A non-invasive approach and a key link to earlier research
Developing a non-invasive treatment for an injured brain remains one of neurology’s biggest challenges. This study builds on earlier research from 2016 that was published in Nature Communications.
In that earlier work, researcher Aman P. Mann and Pablo Scodeller, working in Dr. Ruoslahti’s lab at Sanford Burnham Prebys (senior author of both studies), identified a peptide that could home in on injured areas of the mouse brain. The peptide, CAQK, was found using peptide-phage display, a large-scale screening method that helps researchers select molecules that bind to specific tissues. At the time, CAQK served mainly as a “vehicle” to carry drugs directly to the injured region. The new study shows something more, that CAQK itself can have therapeutic effects.

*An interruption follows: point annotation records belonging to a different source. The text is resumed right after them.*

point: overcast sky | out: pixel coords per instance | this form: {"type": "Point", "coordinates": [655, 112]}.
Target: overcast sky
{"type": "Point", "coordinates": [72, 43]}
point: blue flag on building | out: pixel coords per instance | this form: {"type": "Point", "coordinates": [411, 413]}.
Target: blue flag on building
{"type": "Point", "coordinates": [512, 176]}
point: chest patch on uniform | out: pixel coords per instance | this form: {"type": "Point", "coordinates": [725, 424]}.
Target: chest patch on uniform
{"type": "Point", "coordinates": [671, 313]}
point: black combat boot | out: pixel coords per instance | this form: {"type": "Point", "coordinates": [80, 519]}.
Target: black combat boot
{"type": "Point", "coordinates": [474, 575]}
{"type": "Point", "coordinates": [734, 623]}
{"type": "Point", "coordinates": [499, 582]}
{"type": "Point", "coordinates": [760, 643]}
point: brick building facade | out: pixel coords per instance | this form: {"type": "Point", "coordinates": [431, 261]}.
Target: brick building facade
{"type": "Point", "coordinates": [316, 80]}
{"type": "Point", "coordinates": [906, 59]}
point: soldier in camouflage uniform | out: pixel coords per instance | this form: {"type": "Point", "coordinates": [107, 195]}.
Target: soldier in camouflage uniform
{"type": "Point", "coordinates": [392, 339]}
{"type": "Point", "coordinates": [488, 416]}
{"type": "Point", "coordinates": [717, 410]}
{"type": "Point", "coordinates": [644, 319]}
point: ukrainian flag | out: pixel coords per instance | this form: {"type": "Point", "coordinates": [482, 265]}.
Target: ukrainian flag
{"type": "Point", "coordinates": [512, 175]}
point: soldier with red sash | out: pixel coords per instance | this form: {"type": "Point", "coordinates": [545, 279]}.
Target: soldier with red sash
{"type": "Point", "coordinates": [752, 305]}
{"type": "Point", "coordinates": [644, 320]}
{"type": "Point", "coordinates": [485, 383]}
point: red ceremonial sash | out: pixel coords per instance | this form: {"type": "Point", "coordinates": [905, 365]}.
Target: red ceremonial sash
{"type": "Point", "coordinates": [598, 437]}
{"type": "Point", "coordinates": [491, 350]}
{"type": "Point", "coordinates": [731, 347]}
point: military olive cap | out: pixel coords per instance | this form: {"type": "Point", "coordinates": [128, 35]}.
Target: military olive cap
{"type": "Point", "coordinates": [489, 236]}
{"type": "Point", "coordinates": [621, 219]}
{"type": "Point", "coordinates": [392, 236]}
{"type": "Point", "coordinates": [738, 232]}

How CAQK targets damaged tissue in mice and pigs
To test whether CAQK could work as a treatment, the team administered it intravenously soon after a moderate or severe traumatic brain injury. They then saw the peptide accumulate in injured brain tissue in both mice and pigs (the latter having brains more similar to humans than mice). The researchers also found that CAQK binds to glycoproteins (proteins attached to sugars), which increase after injury and are part of the extracellular matrix — a supportive structure that surrounds brain cells.
When mice with traumatic brain injury received CAQK, their lesion sizes were smaller than those in control mice. “We observed less cell death and lower expression of inflammatory markers in the injured area, indicating that CAQK alleviated neuroinflammation and its secondary effects. Behavioral and memory tests conducted after treatment also showed improvement in functional deficits, with no evident toxicity,” explains the study’s first author, Dr. Mann.
The results suggest that CAQK can support repair in damaged brain tissue and may have therapeutic value after trauma. “What’s exciting is that, in addition to proving highly effective, it’s a very simple compound — a short peptide that is easy to synthesize safely at large scale. Peptides with these characteristics show good tissue penetration and are non-immunogenic,” concludes Scodeller.